Tall Matt and Susan of course, to be thanked separately but listed together. Matt and I (and Jim and eventually Randy) did the load up and initial setup of camp. Matt brews awesome beers and got me started up in brewing again, plus the tie-dye, plus his mellow nature, plus all the effort he put into the camp with the work, the couches he built, the ranger work he did during the event; he's my good friend in Austin and a valuable core piece of our camp. Susan and Matt come as a pair, and Susan helps keep us alive, and has such a calming presence (I feel); it's always delightful to be doing things with them.

Michelle (just Michelle) is part of what I feel is my core friends group; from the haunts to flip to the odd ones, there is a core set that overlaps for me. She is the party person, which is funny as she is also an auditor and an accountant of sorts, but sadly was left to her own devices once the evening drifted into the deep hours and us fogies fell into our tents to sleep to the serenade of thumpy music. Michelle rocks, and I give her grief online, but things wouldn't be the same in the group without her. She brings party, food, and good times to us all.

Beth is new to the camp, and a fun lady; our worlds overlapped in distant ways back in the days of the SCA, it turns out. With Beth is Randy Z (or was it the other way around?), and these two launched into the entire event with great enthusiasm. Randy cooks masterfully, and takes justifiable pride in his culinary work.

Chris and Mindy made it too, long time odd people but first time to flip; alas, things did not turn out for them (for reasons to distant from me to have made it into my awareness) and could not stay. Mindy made a super nifty generator baffle for us, but our generators were so awesome we were able to put it around a dangerous bush in our camp where it served valiantly. Chris is quiet, like many of our group, so I don't know him well yet, but he is a nice guy.

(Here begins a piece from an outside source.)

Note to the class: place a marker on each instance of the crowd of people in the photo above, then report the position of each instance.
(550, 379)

Jim Radio, of course, is our Radio Guy, and an amazing experience in his own right. A force of nature, a nice guy, or a bastard, I'm not sure which, his family has been associated with Sofia's for, I dunno, generations, and also with Silona... that's some core group there! I'm thrilled to be doing things with Jim, he has passion and ... stuff.

Karen came with Jim this year, and she, the World's Most Dangerous Blonde, is thirty one flavors of awesome. The two of them together create some kind of event horizon of awesome, that once you have crossed it, there is no return. She works as a medic (a tame word, medic; she's a medic's medic I hear), was a PET at the event, and may well play with us in the haunt this year (and I may get to play moulage with her! Heaven!)

Sheilagh, neat lady! Don't know her! Had fun!

Tanjent, Sean, and Corprew -- new guys. All seemed pretty solid, engineer kind of guys, camped with us and did stuff around the event. I enjoyed my chats with them, Tanjent especially I think.

All in all, a great camp, a good time. It will be fun to see what next year brings.